Last time I went over some of the most misconstrued myths to hit SQL Server, http://jahaines.blogspot.com/2010/01/sql-server-myths-debunked-part-1.html. In this post I will be finishing the remaining items and I encourage you to post any comments about any myths you have seen or you have questions about.
Below is the list of Items I will be addressing in this post:
- Table data can be stored separately of the clustered index
- Columns just need to exist in the index to be used
- While loops are faster/better than cursors
- Sp_executesql is always better than exec
- Tables have a guaranteed sort order
Table data can be stored separately of the clustered index
The first myth I will be talking about is the myth that table data can exist separately of the clustered index. This myth is absolutely false. Table data exists in the clustered index. This means the table does not store any data. If the table is on a differing filegroup than the clustered index, the filegroup containing the table will be empty because the “table” is actually moved with the clustered index. It should be noted that any non clustered indexes will remain on the same filegroup. Let’s see this in action.

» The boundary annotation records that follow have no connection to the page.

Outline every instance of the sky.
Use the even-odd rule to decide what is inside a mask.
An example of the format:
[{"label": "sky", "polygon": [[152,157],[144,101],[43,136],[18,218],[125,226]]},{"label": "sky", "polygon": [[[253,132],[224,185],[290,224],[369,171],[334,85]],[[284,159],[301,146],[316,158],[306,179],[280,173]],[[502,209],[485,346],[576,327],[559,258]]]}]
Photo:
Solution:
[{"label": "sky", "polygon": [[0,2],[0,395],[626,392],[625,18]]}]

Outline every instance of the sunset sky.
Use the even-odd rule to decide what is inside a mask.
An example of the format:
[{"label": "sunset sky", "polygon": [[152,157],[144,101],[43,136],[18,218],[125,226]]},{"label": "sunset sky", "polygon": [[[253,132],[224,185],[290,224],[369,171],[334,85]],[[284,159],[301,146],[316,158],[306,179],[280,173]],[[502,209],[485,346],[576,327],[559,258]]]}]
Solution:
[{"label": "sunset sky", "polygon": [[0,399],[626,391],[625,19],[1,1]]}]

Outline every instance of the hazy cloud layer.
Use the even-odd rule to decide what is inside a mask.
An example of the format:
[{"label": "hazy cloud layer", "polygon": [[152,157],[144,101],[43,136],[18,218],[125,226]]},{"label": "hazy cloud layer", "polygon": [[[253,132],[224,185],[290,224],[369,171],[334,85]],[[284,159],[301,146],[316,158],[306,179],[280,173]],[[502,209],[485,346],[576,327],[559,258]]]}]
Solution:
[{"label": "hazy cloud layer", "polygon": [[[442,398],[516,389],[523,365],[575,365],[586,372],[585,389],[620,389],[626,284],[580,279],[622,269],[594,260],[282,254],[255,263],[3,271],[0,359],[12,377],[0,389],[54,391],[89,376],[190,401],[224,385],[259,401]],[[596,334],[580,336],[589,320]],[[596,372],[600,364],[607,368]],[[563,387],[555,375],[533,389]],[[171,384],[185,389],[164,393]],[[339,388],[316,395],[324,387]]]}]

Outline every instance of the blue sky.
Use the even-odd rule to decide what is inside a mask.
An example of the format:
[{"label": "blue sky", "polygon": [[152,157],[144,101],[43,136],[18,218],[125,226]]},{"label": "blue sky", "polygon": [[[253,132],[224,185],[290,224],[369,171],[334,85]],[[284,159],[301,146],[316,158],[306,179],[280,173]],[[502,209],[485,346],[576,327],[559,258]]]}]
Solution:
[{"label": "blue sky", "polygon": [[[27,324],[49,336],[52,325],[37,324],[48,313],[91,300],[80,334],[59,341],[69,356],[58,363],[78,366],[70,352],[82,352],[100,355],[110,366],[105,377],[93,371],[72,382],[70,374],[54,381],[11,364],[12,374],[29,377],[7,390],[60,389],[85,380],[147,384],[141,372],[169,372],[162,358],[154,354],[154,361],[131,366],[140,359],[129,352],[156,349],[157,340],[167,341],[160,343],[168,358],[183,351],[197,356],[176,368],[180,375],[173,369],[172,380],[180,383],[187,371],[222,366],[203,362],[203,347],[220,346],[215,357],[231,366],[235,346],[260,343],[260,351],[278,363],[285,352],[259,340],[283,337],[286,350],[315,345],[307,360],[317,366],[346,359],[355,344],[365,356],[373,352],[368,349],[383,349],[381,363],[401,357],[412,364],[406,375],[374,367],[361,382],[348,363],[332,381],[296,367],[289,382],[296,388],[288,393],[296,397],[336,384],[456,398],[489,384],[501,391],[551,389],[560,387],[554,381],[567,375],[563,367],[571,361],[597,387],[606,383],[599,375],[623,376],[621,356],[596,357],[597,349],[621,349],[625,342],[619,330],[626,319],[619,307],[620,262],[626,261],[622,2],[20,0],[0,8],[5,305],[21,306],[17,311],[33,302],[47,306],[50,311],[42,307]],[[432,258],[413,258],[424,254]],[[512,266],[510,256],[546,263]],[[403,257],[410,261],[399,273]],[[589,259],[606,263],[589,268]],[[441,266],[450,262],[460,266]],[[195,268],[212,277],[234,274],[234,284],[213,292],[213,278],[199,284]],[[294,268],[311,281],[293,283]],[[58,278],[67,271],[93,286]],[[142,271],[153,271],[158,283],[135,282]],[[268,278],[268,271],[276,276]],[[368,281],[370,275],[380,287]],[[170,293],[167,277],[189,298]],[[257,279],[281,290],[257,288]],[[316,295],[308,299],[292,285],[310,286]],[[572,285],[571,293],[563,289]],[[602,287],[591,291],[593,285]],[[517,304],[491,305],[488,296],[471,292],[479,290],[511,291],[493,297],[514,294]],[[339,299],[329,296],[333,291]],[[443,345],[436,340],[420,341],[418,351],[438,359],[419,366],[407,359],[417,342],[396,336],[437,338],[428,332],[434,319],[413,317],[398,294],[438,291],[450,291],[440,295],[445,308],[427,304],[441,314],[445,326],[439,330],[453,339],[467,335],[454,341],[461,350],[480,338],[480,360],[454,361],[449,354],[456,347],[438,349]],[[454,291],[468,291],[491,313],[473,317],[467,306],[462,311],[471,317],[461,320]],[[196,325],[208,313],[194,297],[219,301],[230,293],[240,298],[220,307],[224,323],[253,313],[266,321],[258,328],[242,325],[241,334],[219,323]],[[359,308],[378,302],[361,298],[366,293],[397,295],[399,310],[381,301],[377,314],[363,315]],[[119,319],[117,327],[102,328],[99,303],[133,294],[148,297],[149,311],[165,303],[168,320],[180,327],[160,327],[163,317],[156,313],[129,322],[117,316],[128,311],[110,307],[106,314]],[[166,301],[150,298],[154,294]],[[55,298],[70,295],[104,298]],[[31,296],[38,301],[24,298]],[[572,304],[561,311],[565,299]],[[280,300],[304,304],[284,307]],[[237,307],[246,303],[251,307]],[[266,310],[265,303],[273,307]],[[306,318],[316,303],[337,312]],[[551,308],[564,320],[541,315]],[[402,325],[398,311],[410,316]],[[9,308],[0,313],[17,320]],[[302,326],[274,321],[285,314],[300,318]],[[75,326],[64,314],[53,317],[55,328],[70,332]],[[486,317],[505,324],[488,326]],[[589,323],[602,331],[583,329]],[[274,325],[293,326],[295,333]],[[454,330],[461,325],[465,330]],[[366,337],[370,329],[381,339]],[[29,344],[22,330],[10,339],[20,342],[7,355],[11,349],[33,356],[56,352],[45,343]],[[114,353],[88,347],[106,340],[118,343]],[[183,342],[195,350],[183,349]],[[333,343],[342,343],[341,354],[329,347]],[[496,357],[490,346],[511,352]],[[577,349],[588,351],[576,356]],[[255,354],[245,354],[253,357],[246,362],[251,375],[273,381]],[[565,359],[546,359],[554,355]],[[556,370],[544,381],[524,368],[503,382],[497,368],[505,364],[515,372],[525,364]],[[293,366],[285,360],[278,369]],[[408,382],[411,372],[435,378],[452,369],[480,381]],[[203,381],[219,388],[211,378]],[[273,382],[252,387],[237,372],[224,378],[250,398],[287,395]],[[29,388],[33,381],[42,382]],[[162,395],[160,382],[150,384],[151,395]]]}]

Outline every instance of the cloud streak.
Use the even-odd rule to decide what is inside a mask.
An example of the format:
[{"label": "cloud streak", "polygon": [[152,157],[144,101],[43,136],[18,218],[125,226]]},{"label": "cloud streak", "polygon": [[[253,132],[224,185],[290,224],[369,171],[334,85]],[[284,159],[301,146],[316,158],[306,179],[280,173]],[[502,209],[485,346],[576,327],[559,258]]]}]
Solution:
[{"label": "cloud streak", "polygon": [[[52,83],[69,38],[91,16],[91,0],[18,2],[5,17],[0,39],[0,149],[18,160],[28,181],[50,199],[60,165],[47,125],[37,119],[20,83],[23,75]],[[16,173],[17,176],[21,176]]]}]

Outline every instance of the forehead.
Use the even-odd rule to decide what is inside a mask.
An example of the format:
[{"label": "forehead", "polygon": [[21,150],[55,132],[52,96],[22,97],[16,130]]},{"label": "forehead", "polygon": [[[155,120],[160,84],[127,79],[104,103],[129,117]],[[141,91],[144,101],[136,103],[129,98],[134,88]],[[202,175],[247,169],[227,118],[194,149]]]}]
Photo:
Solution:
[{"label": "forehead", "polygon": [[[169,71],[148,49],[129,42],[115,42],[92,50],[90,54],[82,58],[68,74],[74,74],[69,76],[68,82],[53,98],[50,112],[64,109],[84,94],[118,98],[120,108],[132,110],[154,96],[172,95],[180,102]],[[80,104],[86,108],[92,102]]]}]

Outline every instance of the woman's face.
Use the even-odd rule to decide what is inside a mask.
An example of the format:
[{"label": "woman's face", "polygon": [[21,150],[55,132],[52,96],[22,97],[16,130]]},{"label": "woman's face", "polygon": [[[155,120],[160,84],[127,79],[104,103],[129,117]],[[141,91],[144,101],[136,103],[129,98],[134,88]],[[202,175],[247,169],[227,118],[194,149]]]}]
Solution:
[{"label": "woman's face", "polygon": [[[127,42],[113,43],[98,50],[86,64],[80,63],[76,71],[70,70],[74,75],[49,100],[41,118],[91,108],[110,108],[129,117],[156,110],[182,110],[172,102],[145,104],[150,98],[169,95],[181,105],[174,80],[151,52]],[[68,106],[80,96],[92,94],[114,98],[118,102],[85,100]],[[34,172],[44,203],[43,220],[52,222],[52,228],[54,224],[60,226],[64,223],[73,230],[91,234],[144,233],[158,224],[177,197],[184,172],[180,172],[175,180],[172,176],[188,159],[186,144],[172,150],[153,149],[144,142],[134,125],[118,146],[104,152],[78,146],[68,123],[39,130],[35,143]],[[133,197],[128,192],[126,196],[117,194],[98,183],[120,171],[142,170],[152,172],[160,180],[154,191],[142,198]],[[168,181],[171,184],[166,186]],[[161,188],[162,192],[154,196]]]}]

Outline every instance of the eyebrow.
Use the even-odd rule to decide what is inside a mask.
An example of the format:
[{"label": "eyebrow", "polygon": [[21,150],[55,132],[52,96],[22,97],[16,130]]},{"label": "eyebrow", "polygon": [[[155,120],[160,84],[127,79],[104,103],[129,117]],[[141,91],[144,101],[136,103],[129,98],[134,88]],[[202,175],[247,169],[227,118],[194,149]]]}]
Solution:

SET NOCOUNT ON GO USE master GO IF EXISTS(SELECT 1 FROM sys.databases WHERE NAME='CL_Idx') BEGIN DROP DATABASE [CL_Idx]; END GO CREATE DATABASE [CL_Idx] ON PRIMARY ( NAME = N'CL_Idx', FILENAME = N'C:\Program Files\Microsoft SQL Server\MSSQL10.DEV\MSSQL\DATA\CL_Idx.mdf' , SIZE = 4096KB , FILEGROWTH = 0 ), FILEGROUP [FG1] ( NAME = N'CL_Idx2', FILENAME = N'C:\Program Files\Microsoft SQL Server\MSSQL10.DEV\MSSQL\DATA\CL_Idx2.ndf' , SIZE = 4096KB , FILEGROWTH = 0 ), FILEGROUP [FG2] ( NAME = N'CL_Idx3', FILENAME = N'C:\Program Files\Microsoft SQL Server\MSSQL10.DEV\MSSQL\DATA\CL_Idx3.ndf' , SIZE = 4096KB , FILEGROWTH = 0 ) LOG ON ( NAME = N'CL_Idx_log', FILENAME = N'C:\Program Files\Microsoft SQL Server\MSSQL10.DEV\MSSQL\DATA\CL_Idx_log.ldf' , SIZE = 4096KB , FILEGROWTH = 10%) GO IF NOT EXISTS (SELECT name FROM sys.filegroups WHERE is_default=1 AND name = N'FG1') ALTER DATABASE [CL_Idx] MODIFY FILEGROUP [FG1] DEFAULT GO USE [CL_Idx] GO IF OBJECT_ID('[CL_Idx].dbo.TestData') IS NOT NULL BEGIN DROP TABLE dbo.TestData; END GO CREATE TABLE dbo.TestData( RowNum INT, SomeId INT, SomeCode CHAR(2) ) ON [FG1]; GO INSERT INTO dbo.TestData SELECT TOP 100000 ROW_NUMBER() OVER (ORDER BY t1.NAME) AS RowNumber, ABS(CHECKSUM(NEWID()))%2500+1 AS SomeId, CHAR(ABS(CHECKSUM(NEWID()))%26+65) + CHAR(ABS(CHECKSUM(NEWID()))%26+65) AS SomeCode FROM Master.dbo.SysColumns t1, Master.dbo.SysColumns t2 GO SELECT CONVERT(varchar(10),s.NAME) AS FlName, CASE WHEN s.name = 'CL_Idx2' THEN 'FG1' ELSE 'FG2' END AS FG, (FILEPROPERTY(s.name,'spaceused') * 8)/1024. AS [FG_Size(MB)] FROM sys.master_files s WHERE database_id = DB_ID() AND type = 0 GO CREATE UNIQUE CLUSTERED INDEX unq_cl_idx_Row_Num ON dbo.TestData(RowNum) ON FG2; GO SELECT CONVERT(varchar(10),s.NAME) AS FlName, CASE WHEN s.name = 'CL_Idx2' THEN 'FG1' ELSE 'FG2' END AS FG, (FILEPROPERTY(s.name,'spaceused') * 8)/1024. AS [FG_Size(MB)] FROM sys.master_files s WHERE database_id = DB_ID() AND type = 0 GO
Results:
Columns just need to exist in the index to be used
The next myth is one of the primary causes of poor performance. Some believe that simply having a column in the index means the optimizer can use that index to seek rows. This believe is very far from the truth. In reality, the index has to be the leftmost column in the index key to be used to seek the row. This means the query predicate has to contain the leftmost index key; otherwise, you will get an index scan. Before I show you an example, here is a link that describes index basics, http://jahaines.blogspot.com/2009/07/real-sql-pages-beginners-guide-to.html. Let’s get to the example.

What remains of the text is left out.